As such, we prefer to maintain a negative bias on long-dated bonds for the time being.
While the Federal Reserve has remained relatively silent on the rate hike, we do not believe it is insensitive to it. The American economy is sensitive to interest rates because of its high level of debt and its real estate sector. It will not accept an overly-rapid tightening of monetary conditions. As a result, we think the Fed members' projections (to be announced on 17 March) to be much more cautious or even contradict what the markets expect from tapering and policy rate hikes. As a result, we keep our 1-year target at 1.40% for the 10-year Treasury rate.

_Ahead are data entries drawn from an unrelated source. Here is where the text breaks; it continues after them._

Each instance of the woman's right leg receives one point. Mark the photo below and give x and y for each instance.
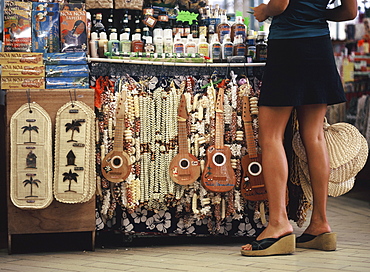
(311, 118)
(272, 122)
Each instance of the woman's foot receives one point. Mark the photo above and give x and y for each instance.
(317, 227)
(272, 246)
(272, 232)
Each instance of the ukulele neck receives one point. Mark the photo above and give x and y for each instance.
(118, 134)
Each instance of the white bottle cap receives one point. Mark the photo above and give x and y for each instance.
(177, 37)
(158, 39)
(149, 39)
(102, 36)
(94, 35)
(113, 36)
(136, 37)
(124, 37)
(202, 38)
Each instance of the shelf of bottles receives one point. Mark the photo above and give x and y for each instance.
(157, 35)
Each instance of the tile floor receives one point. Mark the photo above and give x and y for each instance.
(349, 217)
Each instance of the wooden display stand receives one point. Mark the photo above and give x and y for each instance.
(58, 217)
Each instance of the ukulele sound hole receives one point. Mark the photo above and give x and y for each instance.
(255, 168)
(219, 159)
(116, 162)
(184, 163)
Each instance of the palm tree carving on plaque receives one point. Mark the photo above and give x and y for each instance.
(31, 182)
(30, 128)
(74, 126)
(70, 176)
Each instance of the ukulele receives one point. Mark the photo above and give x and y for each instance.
(252, 185)
(218, 175)
(116, 165)
(184, 168)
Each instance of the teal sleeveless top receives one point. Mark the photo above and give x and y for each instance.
(301, 19)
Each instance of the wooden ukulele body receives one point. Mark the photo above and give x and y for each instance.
(184, 169)
(252, 185)
(218, 175)
(116, 166)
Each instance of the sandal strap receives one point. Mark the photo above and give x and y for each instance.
(264, 243)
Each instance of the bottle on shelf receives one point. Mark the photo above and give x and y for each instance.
(180, 28)
(194, 29)
(223, 28)
(238, 28)
(146, 34)
(203, 29)
(110, 23)
(191, 46)
(187, 30)
(113, 43)
(203, 46)
(227, 47)
(239, 46)
(94, 45)
(178, 45)
(215, 49)
(103, 44)
(168, 43)
(261, 46)
(125, 43)
(158, 43)
(137, 25)
(137, 44)
(158, 30)
(125, 27)
(149, 46)
(98, 27)
(251, 45)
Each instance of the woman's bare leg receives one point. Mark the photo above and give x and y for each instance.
(310, 118)
(272, 122)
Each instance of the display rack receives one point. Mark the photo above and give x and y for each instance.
(58, 217)
(164, 63)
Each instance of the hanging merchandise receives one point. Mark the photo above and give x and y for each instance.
(74, 173)
(167, 142)
(252, 184)
(218, 174)
(184, 168)
(31, 157)
(348, 151)
(123, 4)
(116, 165)
(101, 4)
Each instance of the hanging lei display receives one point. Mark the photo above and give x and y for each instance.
(74, 173)
(31, 157)
(151, 140)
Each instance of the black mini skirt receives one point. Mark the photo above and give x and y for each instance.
(301, 72)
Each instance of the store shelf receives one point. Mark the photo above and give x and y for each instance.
(163, 63)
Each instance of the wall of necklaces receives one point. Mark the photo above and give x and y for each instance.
(176, 146)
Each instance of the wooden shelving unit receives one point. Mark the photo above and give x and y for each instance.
(58, 217)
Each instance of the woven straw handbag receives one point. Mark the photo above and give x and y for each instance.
(348, 152)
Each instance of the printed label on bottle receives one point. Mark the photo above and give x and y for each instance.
(216, 51)
(204, 50)
(228, 50)
(178, 48)
(203, 31)
(239, 30)
(137, 46)
(115, 48)
(223, 30)
(125, 47)
(167, 48)
(191, 49)
(240, 50)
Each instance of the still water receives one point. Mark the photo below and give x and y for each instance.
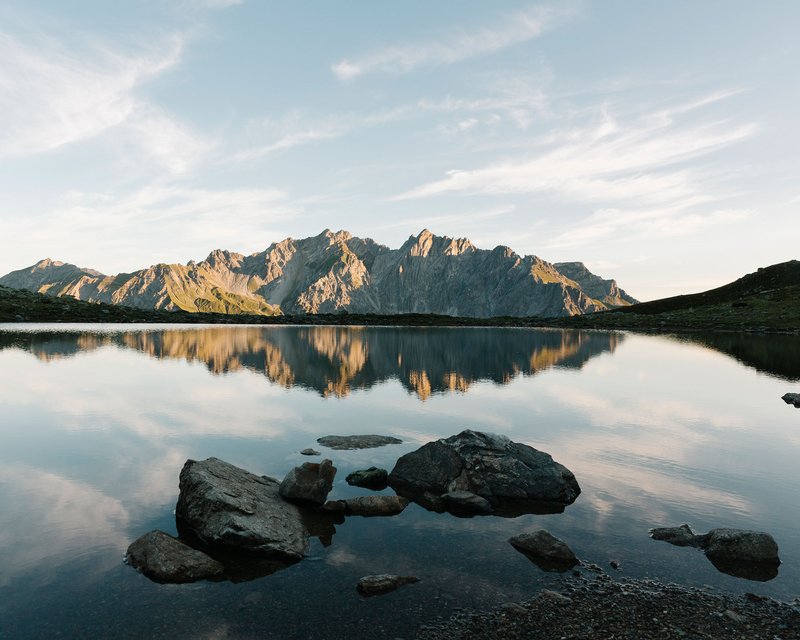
(97, 421)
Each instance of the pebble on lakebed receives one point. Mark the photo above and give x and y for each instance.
(599, 607)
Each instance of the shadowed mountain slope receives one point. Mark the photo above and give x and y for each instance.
(335, 272)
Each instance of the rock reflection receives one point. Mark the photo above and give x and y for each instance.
(334, 361)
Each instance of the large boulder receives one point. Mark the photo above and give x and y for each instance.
(508, 474)
(229, 507)
(310, 482)
(166, 559)
(745, 554)
(545, 550)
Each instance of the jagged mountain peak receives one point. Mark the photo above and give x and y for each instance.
(335, 271)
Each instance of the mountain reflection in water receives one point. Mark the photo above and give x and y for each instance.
(336, 360)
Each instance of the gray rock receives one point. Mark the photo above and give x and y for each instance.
(372, 478)
(466, 502)
(752, 555)
(230, 507)
(342, 443)
(382, 583)
(545, 550)
(166, 559)
(375, 505)
(310, 482)
(681, 536)
(792, 398)
(508, 474)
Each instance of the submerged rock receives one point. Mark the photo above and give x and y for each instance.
(226, 506)
(166, 559)
(512, 477)
(545, 550)
(792, 398)
(372, 478)
(382, 583)
(744, 554)
(375, 505)
(310, 482)
(342, 443)
(681, 536)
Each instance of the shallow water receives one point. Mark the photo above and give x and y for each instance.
(97, 422)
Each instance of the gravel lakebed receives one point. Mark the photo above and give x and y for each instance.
(600, 607)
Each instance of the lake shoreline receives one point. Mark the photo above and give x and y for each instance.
(601, 607)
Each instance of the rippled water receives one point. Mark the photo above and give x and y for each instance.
(96, 422)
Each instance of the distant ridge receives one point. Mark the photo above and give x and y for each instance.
(337, 272)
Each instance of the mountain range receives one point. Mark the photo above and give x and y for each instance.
(335, 271)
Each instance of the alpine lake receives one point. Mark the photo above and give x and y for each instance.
(96, 422)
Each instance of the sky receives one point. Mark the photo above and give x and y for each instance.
(657, 142)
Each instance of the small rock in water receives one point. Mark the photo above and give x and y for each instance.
(382, 583)
(342, 443)
(681, 536)
(792, 398)
(166, 559)
(545, 550)
(375, 505)
(372, 478)
(310, 482)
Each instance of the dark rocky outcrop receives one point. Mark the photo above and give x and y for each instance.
(514, 478)
(792, 398)
(343, 443)
(372, 478)
(311, 482)
(465, 503)
(166, 559)
(333, 272)
(225, 506)
(745, 554)
(382, 583)
(545, 550)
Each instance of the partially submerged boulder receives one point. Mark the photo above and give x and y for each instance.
(509, 475)
(310, 482)
(226, 506)
(166, 559)
(792, 398)
(744, 554)
(545, 550)
(375, 505)
(372, 478)
(342, 443)
(382, 583)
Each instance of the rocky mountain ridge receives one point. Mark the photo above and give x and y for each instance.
(335, 271)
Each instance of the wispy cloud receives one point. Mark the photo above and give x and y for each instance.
(52, 96)
(454, 46)
(606, 161)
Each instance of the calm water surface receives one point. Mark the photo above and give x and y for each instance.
(96, 423)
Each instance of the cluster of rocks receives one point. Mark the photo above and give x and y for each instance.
(228, 518)
(745, 554)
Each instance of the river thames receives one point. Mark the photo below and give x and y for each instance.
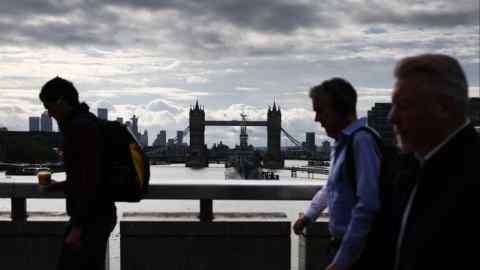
(178, 172)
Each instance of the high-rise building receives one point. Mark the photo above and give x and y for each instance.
(326, 147)
(378, 120)
(474, 111)
(161, 138)
(144, 138)
(179, 136)
(310, 140)
(135, 125)
(46, 122)
(102, 113)
(34, 123)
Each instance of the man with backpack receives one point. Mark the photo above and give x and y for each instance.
(352, 203)
(92, 213)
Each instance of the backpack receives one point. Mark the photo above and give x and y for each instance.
(380, 236)
(126, 168)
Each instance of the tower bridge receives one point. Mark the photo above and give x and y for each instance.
(198, 150)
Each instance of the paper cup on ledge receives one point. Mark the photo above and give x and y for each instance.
(44, 178)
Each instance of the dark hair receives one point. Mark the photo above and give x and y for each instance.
(58, 88)
(341, 93)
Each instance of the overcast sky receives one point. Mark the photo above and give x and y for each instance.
(154, 58)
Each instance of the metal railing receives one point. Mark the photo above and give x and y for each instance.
(204, 190)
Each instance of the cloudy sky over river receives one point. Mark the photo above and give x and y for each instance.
(155, 58)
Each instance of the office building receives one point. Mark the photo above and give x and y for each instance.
(102, 113)
(474, 111)
(161, 138)
(46, 122)
(180, 136)
(378, 120)
(310, 141)
(34, 123)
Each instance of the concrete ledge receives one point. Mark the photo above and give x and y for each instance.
(313, 246)
(180, 241)
(32, 244)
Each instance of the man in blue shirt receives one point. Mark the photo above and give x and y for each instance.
(352, 209)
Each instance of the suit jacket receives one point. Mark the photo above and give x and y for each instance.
(440, 230)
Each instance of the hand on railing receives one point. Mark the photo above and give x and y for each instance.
(300, 224)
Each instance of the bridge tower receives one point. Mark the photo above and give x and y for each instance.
(273, 158)
(198, 151)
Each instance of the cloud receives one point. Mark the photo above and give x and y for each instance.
(247, 89)
(375, 30)
(159, 105)
(196, 80)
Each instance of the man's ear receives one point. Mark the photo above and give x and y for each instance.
(446, 105)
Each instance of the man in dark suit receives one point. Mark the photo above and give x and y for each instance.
(434, 204)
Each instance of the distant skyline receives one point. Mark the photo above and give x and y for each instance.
(154, 59)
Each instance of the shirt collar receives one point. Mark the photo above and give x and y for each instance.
(437, 148)
(350, 129)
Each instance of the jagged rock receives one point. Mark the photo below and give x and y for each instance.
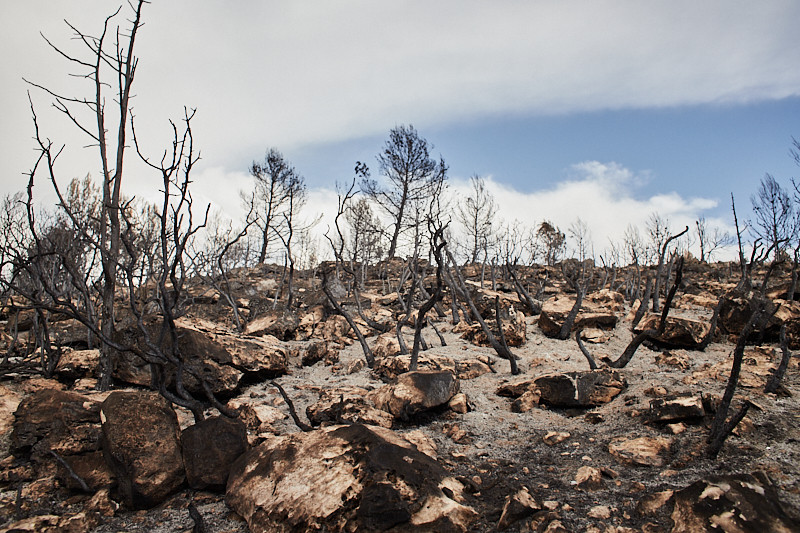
(144, 450)
(78, 364)
(595, 335)
(386, 346)
(589, 477)
(600, 512)
(9, 402)
(580, 389)
(346, 405)
(308, 321)
(516, 389)
(514, 329)
(552, 438)
(256, 414)
(280, 324)
(319, 350)
(556, 309)
(209, 449)
(389, 368)
(264, 355)
(415, 392)
(651, 503)
(91, 467)
(69, 332)
(335, 329)
(459, 403)
(64, 422)
(675, 408)
(471, 368)
(201, 356)
(731, 504)
(518, 506)
(526, 402)
(679, 332)
(345, 478)
(646, 451)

As far as the euro area is concerned, the GDP-weighted 10-year rate in euro area countries has returned to positive territory after an increase of 0.25% since 1 January. It currently trades at 0.05%. The ECB had stressed in the past the importance of this rate being negative to support the economic recovery. Having a negative 10-year rate for the eurozone implies that the German 10-year rate remains below -0.25%, assuming that spreads between eurozone countries remain more or less at current levels - something the ECB's asset purchase programme is working to do successfully. Also, we maintain our 12-month target at -0.25% for the German 10-year rate.
What will we watch?
The evolution of the job market is certainly the top priority for the Federal Reserve. A substantial improvement, both in quantitative and qualitative terms, would pave the way for a less lax monetary policy. One indicator to follow is the NFIB (National Federation of Independent Business) survey and particularly for “hard to fill jobs”, as well as statistics on the number of people working part time but wanting to work full time. Initial jobless claims are also key because they are available weekly.
Inflation also forms part of the Federal Reserve’s mandate and greatly influences long-term rates. We will watch consumer expectations of inflation (University of Michigan survey) as a sharp rise generates an impact on wage negotiations and can have a self-fulfilling element. The latest data show a relatively moderate rise.
The new Federal Reserve rate projections (to be released on 17 March) will also be key.